Les constructeurs ont cessé d’investir

De nombreux constructeurs, dont Stellantis, ont d’ores et déjà annoncé qu’ils cesseraient d’investir dans des moteurs thermiques compatibles avec le nouveau système Euro 7, compte tenu des coûts industriels persistants que cela comporte, de l’ordre de 3 à 5 000 €. En effet, il faut réduire les émissions de NOx de 25% à 60 milligrammes par km, contre 80 actuellement sous 6 euros, et cela représente un investissement qui risque de ne jamais être rentable pour les produits.

Inutile donc d’espérer un retour en force du diesel, même si récemment Thierry Breton s’interrogeait un peu sur le calendrier de la fin de l’électricité prévue en Europe, en 2035.

Dans un entretien aux Echos début novembre, le commissaire européen au commerce intérieur expliquait : « J’annonce la création d’une task force pour préparer fin 2026. Grands constructeurs automobiles, équipementiers, syndicats, consommateurs . , Villes, Électriciens etc. Son but est d’identifier et de résoudre les problèmes de mise en œuvre de ce grand changement. Les questions sont nombreuses et nous pouvons ajuster en 2026, ou avant 2026, les mesures qui soutiennent la situation jusqu’en 2035. »

Cependant, nous n’aurons pas trop de confusion sur la « restriction » de 2026, qui semble avant tout être guidée par la nécessité d’assurer l’industrie qui a secoué ces dernières années.

Vous êtes donc libre d’acheter un nouveau diesel, mais veillez à le faire délibérément, dans l’espoir de le revendre plus facilement que le précédent.

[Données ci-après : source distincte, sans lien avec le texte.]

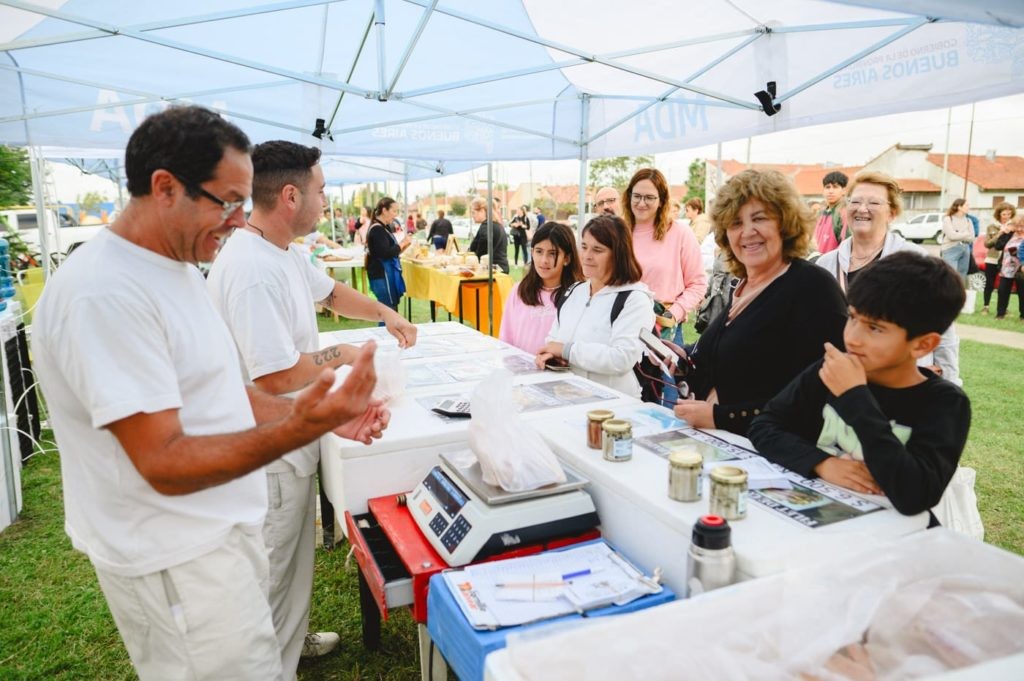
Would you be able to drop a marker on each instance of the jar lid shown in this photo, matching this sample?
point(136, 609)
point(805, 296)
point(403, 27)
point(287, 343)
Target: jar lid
point(616, 426)
point(713, 533)
point(729, 474)
point(686, 459)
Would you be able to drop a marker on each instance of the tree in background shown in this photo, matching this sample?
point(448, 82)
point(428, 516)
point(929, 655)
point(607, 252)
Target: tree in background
point(695, 183)
point(616, 171)
point(15, 177)
point(458, 205)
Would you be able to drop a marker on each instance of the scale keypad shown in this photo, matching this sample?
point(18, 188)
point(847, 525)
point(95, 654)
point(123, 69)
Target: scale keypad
point(438, 524)
point(455, 535)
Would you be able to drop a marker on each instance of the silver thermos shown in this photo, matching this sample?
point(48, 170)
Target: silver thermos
point(710, 562)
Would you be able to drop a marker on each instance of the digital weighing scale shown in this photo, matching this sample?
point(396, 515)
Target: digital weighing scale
point(466, 519)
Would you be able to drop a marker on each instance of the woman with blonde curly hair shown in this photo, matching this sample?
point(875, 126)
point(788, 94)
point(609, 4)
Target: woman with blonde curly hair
point(782, 312)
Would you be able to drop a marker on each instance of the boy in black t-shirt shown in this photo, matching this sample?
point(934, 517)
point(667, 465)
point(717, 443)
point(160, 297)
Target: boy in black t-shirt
point(869, 419)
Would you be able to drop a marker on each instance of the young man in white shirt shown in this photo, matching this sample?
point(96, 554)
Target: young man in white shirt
point(265, 288)
point(163, 444)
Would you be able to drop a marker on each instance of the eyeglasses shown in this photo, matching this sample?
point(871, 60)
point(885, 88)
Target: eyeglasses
point(644, 198)
point(872, 206)
point(227, 207)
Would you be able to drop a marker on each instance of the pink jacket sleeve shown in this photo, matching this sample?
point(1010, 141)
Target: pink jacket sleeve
point(694, 279)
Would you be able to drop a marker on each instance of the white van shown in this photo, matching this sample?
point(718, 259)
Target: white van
point(64, 235)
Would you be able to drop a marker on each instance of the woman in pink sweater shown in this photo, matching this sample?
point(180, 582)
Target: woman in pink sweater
point(669, 254)
point(554, 266)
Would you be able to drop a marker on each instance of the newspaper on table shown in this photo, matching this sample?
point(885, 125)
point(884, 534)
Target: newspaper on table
point(808, 502)
point(507, 593)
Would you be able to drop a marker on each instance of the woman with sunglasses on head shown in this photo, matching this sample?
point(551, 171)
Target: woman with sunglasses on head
point(529, 310)
point(782, 312)
point(383, 249)
point(597, 329)
point(872, 203)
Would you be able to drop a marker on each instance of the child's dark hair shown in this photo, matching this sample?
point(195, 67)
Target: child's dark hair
point(920, 293)
point(561, 238)
point(835, 177)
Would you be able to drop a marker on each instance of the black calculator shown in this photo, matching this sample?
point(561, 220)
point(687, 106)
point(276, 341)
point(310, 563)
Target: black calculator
point(455, 409)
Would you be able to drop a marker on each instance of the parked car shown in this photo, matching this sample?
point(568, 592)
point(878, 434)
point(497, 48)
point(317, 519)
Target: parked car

Dans ces circonstances, on peut aussi se demander si acheter un diesel d’occasion a encore du sens. Dans une longue étude consacrée au sujet de Caradisiac, Manuel Cailliot résume les choses en ces termes : « Avec la forme de la marque en berne, le diesel est devenu, semble-t-il, la seconde main la plus abordable, qui depuis de nombreuses années a su . cotes plus élevées que les modèles à essence. Donc, une bonne affaire devrait être faite.

De bonnes affaires certes, mais considérant, comme le précise l’article en question, que le diesel coûte cher en termes d’entretien, notamment en raison du coût élevé de certaines pièces détachées, que la revente sera plus difficile (surtout pour le modèle). que la vignette Crit’Air 2), et les lois antipollution empêcheront la croissance des zones urbaines.

Pour ces raisons, nous assistons vraiment à la lenteur de la technologie qui, en fait, n’a jamais été aussi confortable et efficace qu’aujourd’hui.